Les drames du XXe siècle
Pour les chrétiens d’Orient, le XXe siècle fut marqué par les persécutions et les massacres, qui se poursuivent encore aujourd’hui. L’exposition évoque justement le massacre des Arméniens perpétrés par les Ottomans et piloté par les Jeunes Turcs. Il s’est déroulé entre 1915 et 1916 pour le gros des massacres et a été poursuivi jusqu’en 1923. Il est difficile de connaître avec précision le nombre de morts. Il est évalué actuellement au deux tiers de la population arménienne vivant dans l’Empire, soit 1.5 million de personnes. L’exposition évoque aussi le massacre des Assyriens. C’est une excellente chose, car celui-ci est très souvent passé sous silence. En parallèle des tueries contre les Arméniens, les Assyriens sont déportés de leur zone de peuplement pour être internés ou mourir dans les déportations. Les estimations actuelles varient entre 250 000 et 700 000 morts, soit entre la moitié et 70% de la population. Ces Assyriens sont des Chaldéens, des Syriaques, des Araméens, tous chrétiens. Les massacres ont été perpétrés entre 1914 et 1920. Or ceux-ci vivaient dans la région actuellement appelée Kurdistan et les massacres ont été perpétrés par les Turcs et par les Kurdes, qui ont planifié cette épuration ethnique afin de pouvoir ensuite proclamer leur indépendance au nom de l’unité du Kurdistan. Si la conférence de la paix n’a pas voulu créer un Kurdistan indépendant en 1920, c’est notamment parce que certains ambassadeurs ne voulaient pas donner un État aux Kurdes qui venaient de massacrer autant de personnes. Les Kurdes se sont bien gardés de rappeler cela lorsqu’ils ont proclamé leur indépendance début octobre 2017.

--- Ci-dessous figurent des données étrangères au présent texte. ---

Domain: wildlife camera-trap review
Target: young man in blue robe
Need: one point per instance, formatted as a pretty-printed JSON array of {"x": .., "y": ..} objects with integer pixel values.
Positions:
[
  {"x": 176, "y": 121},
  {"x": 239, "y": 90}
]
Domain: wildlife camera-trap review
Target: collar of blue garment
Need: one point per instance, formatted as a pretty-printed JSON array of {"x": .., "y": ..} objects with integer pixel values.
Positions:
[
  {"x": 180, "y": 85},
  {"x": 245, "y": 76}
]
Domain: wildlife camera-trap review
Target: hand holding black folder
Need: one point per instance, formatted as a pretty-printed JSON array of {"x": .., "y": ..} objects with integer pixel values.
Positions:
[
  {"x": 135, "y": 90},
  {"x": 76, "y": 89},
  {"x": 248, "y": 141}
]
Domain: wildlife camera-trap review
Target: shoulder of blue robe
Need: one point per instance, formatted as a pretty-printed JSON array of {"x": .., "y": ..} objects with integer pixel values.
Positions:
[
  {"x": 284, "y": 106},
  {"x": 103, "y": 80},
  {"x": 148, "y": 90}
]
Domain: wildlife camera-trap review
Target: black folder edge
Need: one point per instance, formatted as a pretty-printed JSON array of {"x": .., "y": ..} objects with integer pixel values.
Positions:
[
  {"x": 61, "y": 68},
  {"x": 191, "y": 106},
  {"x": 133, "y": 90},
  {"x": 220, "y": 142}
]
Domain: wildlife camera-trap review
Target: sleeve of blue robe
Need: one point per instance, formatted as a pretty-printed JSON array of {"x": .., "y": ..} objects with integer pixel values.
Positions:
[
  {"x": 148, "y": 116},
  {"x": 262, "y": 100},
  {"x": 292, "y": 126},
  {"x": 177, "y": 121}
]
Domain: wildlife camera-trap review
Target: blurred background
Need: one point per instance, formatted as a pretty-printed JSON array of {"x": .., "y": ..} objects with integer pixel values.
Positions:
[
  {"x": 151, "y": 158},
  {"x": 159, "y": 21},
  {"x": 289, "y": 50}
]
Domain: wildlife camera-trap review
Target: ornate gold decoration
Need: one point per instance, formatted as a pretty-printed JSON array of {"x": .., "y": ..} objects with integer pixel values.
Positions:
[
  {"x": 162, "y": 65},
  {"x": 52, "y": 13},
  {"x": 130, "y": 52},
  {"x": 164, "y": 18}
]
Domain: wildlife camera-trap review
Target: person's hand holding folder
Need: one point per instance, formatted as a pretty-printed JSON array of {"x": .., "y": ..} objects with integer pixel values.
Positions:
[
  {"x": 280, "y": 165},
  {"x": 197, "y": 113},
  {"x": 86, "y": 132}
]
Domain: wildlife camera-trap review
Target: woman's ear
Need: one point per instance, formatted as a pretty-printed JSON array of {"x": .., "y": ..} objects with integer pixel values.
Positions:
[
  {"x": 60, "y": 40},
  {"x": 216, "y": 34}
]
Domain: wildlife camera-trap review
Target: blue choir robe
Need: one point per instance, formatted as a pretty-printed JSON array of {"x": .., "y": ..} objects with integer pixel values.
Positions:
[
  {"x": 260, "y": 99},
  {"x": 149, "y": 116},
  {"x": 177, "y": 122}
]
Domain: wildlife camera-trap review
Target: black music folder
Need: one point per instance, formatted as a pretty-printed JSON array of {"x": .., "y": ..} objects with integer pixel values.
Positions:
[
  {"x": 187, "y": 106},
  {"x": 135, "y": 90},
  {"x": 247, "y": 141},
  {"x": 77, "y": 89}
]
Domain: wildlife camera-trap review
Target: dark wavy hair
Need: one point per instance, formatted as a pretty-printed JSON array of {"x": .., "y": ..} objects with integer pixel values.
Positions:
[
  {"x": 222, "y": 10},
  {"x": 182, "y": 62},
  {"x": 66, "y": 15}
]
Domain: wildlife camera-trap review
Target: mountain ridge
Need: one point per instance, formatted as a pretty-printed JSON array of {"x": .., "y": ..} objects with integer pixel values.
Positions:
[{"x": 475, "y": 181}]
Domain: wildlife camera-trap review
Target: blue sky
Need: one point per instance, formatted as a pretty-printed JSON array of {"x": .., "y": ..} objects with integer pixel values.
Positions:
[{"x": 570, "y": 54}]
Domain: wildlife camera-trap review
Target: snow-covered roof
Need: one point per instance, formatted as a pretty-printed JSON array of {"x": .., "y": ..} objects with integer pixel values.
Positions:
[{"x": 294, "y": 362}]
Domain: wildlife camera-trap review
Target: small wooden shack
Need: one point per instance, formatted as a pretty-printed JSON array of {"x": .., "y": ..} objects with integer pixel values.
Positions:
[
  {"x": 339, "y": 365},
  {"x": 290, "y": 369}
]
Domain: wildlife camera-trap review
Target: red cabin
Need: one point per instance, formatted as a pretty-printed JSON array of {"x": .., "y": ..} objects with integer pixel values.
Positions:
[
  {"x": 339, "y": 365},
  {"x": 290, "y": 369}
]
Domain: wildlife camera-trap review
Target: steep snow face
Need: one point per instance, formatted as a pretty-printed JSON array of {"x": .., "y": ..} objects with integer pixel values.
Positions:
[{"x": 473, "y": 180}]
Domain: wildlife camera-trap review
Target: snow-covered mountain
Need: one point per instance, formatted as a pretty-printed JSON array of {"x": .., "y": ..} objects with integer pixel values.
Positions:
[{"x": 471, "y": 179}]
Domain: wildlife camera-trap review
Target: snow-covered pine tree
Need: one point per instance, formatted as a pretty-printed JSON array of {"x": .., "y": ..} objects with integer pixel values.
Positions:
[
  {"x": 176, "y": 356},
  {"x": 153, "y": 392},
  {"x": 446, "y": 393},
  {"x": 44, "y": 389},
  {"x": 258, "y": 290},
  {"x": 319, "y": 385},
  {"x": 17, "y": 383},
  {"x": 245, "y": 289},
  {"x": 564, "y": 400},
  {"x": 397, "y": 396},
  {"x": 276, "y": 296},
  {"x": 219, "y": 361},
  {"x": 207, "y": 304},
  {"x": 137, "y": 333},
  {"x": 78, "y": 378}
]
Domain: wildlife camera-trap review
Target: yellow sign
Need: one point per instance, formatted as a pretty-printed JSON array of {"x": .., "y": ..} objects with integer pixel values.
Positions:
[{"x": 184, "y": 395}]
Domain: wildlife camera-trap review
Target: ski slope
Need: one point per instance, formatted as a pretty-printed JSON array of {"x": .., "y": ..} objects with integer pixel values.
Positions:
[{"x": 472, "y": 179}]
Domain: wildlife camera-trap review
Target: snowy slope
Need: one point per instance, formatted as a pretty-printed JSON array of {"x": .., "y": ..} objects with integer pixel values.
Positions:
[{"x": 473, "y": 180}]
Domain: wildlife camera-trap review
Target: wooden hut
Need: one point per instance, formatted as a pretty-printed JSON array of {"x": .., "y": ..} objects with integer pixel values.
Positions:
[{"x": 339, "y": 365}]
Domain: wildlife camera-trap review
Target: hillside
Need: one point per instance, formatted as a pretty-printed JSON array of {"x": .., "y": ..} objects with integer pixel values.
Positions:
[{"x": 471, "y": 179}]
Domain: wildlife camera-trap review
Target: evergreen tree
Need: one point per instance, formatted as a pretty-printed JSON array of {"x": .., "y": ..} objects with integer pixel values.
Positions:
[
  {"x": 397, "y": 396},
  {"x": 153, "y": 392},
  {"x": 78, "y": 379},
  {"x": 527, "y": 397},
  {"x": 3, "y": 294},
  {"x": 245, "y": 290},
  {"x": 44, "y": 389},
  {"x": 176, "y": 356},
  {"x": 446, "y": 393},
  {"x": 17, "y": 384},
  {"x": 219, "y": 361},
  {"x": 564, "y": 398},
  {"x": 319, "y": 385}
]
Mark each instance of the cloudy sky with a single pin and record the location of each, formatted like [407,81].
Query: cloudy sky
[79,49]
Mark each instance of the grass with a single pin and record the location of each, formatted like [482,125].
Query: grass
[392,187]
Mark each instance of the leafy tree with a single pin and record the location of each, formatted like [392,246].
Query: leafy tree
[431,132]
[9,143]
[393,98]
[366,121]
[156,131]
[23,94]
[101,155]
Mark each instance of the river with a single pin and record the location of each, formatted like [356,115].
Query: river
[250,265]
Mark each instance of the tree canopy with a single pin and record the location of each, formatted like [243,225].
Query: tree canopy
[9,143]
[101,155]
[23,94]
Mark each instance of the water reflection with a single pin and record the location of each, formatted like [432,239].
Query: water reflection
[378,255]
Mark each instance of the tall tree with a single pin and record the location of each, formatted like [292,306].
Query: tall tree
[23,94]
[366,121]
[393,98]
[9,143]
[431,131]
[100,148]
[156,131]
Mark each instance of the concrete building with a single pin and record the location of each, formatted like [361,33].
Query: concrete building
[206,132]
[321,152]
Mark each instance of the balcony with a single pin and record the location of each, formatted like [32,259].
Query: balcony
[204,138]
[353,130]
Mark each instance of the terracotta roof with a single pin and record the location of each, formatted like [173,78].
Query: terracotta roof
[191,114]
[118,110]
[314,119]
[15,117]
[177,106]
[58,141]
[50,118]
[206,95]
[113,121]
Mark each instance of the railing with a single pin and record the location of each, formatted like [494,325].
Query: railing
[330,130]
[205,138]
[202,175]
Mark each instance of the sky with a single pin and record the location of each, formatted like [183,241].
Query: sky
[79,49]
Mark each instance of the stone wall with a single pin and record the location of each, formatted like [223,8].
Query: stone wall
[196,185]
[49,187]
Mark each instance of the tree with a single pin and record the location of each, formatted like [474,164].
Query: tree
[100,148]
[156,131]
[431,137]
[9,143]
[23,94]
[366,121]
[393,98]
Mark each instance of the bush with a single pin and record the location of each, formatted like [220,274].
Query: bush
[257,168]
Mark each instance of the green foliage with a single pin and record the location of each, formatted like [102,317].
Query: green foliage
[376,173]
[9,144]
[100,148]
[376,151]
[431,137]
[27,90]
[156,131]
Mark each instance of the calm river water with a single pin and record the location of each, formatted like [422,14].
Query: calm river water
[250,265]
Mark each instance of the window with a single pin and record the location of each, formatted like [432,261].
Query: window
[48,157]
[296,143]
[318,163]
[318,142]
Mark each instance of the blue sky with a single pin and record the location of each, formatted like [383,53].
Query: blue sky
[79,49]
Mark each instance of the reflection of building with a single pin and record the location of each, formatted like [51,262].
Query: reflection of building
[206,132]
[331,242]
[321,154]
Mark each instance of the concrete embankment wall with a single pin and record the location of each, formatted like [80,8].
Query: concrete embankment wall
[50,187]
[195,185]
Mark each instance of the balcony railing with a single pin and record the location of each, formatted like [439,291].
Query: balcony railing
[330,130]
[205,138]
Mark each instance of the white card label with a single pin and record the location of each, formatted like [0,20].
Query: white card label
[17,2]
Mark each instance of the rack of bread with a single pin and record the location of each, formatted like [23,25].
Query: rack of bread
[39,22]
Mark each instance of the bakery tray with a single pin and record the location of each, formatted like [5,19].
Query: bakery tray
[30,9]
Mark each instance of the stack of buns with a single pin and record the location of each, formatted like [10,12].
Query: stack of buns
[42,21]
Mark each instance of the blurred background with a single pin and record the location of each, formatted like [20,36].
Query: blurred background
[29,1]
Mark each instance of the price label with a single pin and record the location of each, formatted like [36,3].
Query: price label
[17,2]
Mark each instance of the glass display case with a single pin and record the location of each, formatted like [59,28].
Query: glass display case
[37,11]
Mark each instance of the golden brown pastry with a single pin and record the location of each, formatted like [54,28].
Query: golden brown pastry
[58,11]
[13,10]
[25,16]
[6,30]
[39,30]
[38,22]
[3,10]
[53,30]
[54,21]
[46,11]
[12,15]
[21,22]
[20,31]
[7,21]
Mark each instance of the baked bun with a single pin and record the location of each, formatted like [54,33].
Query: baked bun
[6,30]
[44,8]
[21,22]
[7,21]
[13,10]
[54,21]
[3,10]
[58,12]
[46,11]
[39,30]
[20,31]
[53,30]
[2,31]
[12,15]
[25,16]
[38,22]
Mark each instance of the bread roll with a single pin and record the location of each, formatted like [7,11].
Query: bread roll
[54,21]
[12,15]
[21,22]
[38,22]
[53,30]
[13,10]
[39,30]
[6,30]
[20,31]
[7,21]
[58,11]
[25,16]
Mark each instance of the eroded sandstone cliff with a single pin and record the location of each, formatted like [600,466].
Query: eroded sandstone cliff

Parallèlement à cela eurent lieu les massacres des Grecs du Pont. Entre 1916 et 1923, ce sont environ 350 000 Grecs vivant dans la région du Pont qui furent déportés et massacrés par les Turcs. Entre les Arméniens, les Assyriens et les Grecs on obtient un nombre de morts proche de 2.5 millions de personnes. Les chrétiens qui représentaient 20% de la population du Moyen-Orient en 1900 en représentent 3% aujourd’hui. Certes, les Arabes musulmans ont une plus grande fécondité que les Arabes chrétiens, mais les massacres et les déportations forcées expliquent aussi en partie cette évolution.
En présentant sobrement et rationnellement ces deux mille ans d’histoire, cette exposition permet de mieux appréhender la géopolitique très complexe de l’Orient.